Political turmoil concerns and trade tensions have badly affected the stocks and they again took a dip on Thursday in Washington. After Wednesday’s rally which gave the largest percentage gains to Wall Street in almost a decade, the investors are again weighed down by the unending tensions and turmoil.
The Dow Jones Industrial Average decreased by 1.8% and around 400 points, after climbing 1,000 points and more. The Nasdaq Composite and the S&P 500 also fell by 1.7%. Even after the rise on Wednesday, several sell-offs helped to put the stocks back on track for their worst month since the time of the Great Depression.
FXTM research analyst Lukman Otunuga said,
Buying sentiment towards global entity markets skyrocketed yesterday due to an apparent return of risk appetite and rebounding oil prices. However, with geopolitical risk factors leaving global sentiment extremely fragile, the upside was poised to be limited.

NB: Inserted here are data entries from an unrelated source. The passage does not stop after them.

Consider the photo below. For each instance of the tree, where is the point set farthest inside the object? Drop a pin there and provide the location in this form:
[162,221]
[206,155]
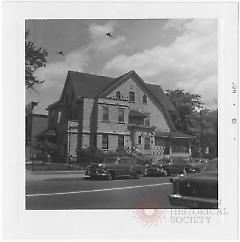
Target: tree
[35,58]
[191,118]
[186,105]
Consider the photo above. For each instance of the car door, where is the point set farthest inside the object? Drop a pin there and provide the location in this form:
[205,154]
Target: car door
[125,166]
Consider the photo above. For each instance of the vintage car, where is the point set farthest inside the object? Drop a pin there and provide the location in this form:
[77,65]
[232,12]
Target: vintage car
[113,167]
[169,167]
[199,190]
[156,169]
[198,163]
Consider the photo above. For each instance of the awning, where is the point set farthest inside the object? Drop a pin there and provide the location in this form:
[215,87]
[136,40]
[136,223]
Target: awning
[175,134]
[47,133]
[135,113]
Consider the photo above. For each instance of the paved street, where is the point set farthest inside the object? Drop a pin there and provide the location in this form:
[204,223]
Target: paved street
[74,191]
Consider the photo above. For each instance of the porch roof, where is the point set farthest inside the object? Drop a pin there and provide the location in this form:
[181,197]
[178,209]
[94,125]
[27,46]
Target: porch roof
[174,134]
[135,113]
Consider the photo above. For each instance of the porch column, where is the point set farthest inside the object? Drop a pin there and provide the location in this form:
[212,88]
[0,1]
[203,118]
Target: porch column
[189,148]
[170,146]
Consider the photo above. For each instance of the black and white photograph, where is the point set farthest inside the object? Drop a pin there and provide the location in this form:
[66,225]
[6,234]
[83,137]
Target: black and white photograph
[121,113]
[120,120]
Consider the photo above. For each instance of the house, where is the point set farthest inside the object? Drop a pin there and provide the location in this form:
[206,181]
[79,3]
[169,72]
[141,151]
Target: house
[115,113]
[35,124]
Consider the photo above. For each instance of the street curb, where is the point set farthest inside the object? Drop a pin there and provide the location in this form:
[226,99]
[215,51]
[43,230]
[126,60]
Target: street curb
[54,172]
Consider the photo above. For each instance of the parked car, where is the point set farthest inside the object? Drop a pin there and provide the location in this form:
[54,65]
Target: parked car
[175,166]
[198,190]
[113,167]
[198,163]
[156,170]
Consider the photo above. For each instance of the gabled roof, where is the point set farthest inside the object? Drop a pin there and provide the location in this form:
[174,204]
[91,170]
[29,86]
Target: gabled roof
[89,85]
[94,86]
[158,92]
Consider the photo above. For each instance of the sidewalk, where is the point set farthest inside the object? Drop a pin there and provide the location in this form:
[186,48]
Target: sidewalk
[53,175]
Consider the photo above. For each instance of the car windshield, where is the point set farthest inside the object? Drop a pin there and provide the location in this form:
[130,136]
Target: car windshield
[110,159]
[211,166]
[163,162]
[180,161]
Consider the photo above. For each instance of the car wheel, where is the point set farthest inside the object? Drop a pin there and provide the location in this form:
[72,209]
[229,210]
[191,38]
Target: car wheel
[136,175]
[109,176]
[165,173]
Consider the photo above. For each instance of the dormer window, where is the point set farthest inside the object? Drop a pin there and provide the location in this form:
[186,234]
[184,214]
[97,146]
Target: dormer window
[131,96]
[118,95]
[144,98]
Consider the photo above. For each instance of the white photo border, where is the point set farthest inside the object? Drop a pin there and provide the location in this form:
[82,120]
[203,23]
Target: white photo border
[112,224]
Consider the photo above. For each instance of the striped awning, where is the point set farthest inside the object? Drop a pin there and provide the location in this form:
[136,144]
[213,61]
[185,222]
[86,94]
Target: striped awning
[173,134]
[135,113]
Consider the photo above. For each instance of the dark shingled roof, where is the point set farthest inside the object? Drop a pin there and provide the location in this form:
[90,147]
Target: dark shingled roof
[159,94]
[89,85]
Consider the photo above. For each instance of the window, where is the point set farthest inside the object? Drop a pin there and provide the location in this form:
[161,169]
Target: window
[147,143]
[118,95]
[76,114]
[121,115]
[131,96]
[105,141]
[105,114]
[120,141]
[59,117]
[179,147]
[72,95]
[70,113]
[139,139]
[147,121]
[52,116]
[144,99]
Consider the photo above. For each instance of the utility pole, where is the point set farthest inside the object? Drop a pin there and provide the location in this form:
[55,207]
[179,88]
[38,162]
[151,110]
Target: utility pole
[201,132]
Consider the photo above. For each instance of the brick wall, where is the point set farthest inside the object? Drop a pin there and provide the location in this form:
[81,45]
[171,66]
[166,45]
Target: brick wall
[156,115]
[113,125]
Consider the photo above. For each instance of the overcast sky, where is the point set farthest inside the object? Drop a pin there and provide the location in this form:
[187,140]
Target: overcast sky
[172,53]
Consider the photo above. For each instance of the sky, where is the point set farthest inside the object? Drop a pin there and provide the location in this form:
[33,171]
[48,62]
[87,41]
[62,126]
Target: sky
[173,53]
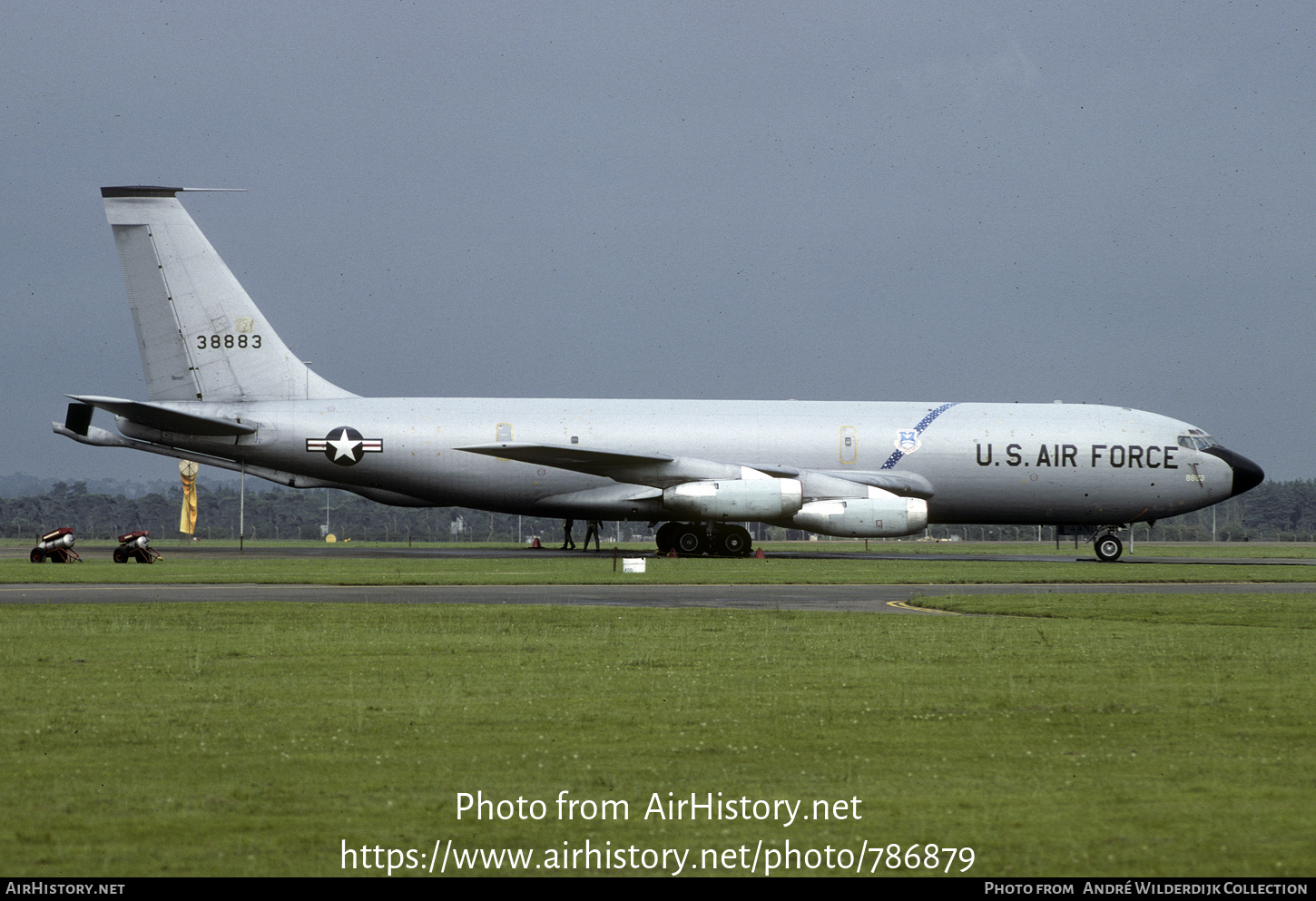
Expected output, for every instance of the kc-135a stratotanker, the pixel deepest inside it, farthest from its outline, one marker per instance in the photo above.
(225, 391)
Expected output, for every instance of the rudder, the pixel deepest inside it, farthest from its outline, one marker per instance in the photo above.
(201, 334)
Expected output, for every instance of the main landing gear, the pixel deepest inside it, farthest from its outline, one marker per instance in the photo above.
(1108, 546)
(715, 538)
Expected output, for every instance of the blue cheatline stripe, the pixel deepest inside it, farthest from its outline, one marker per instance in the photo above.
(923, 424)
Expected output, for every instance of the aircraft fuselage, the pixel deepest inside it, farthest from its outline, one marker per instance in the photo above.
(1000, 463)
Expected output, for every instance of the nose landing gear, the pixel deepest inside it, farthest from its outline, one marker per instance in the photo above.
(1108, 547)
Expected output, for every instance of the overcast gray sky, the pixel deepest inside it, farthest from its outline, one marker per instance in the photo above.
(980, 201)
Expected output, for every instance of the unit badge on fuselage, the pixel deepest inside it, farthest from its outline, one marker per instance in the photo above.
(345, 446)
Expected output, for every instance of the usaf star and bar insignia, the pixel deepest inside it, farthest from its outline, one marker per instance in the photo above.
(345, 446)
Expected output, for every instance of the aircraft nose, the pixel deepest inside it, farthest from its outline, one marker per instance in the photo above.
(1246, 474)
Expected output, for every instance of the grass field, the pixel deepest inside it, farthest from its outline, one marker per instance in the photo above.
(1087, 736)
(555, 568)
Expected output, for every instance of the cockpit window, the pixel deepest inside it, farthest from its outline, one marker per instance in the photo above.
(1196, 438)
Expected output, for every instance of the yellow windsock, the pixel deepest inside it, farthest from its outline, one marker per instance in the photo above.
(187, 520)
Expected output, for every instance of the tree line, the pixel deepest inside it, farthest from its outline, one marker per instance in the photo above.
(1274, 511)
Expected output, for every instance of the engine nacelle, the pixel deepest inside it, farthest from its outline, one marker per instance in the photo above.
(754, 496)
(880, 514)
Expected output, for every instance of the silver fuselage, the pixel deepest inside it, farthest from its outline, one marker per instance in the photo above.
(999, 463)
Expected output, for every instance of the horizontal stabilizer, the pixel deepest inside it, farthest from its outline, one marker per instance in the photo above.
(164, 418)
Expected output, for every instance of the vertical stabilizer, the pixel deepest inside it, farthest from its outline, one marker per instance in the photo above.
(201, 336)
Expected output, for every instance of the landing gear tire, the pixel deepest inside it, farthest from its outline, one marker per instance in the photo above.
(1108, 547)
(691, 540)
(733, 541)
(667, 535)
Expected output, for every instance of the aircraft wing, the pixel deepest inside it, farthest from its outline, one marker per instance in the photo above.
(904, 485)
(663, 471)
(164, 418)
(654, 470)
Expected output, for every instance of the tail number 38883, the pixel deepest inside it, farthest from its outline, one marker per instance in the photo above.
(228, 342)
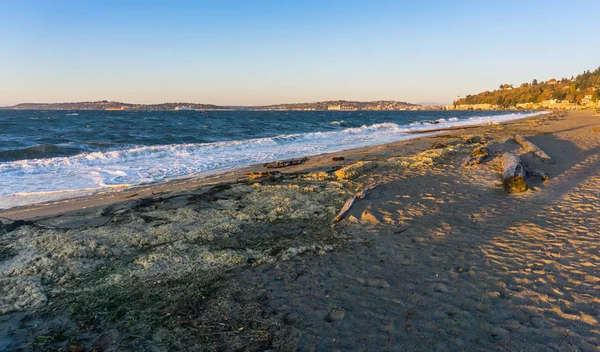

Amazon and Apple both lost 2% and more as high flying technology companies rally reversed. Alphabet, Netflix and Facebook also fell by 1% and more. Oil also descended into bear market further and pared gains down around a third after the October highs.
Brent was trading at $54 per barrel and West Texas Intermediate at $45.40 per barrel. Congress was ready to reconvene on Thursday after the holiday break, partial government shutdown’s sixth day over border security funding.
However, the progress signs are elusive after President Donald Trump’s strengthened his demands for the long promised wall along the southern border. Brean Capital strategist Scott Buchta said that the nature and tone of the discourse out of Washington has caused a lot of uncertainty leading to increase in caution by the investors in the market.
Trump is also considering an executive order blocking the US companies from using China’s Huawei Technologies and ZTE. This could further stir tensions between the largest economies.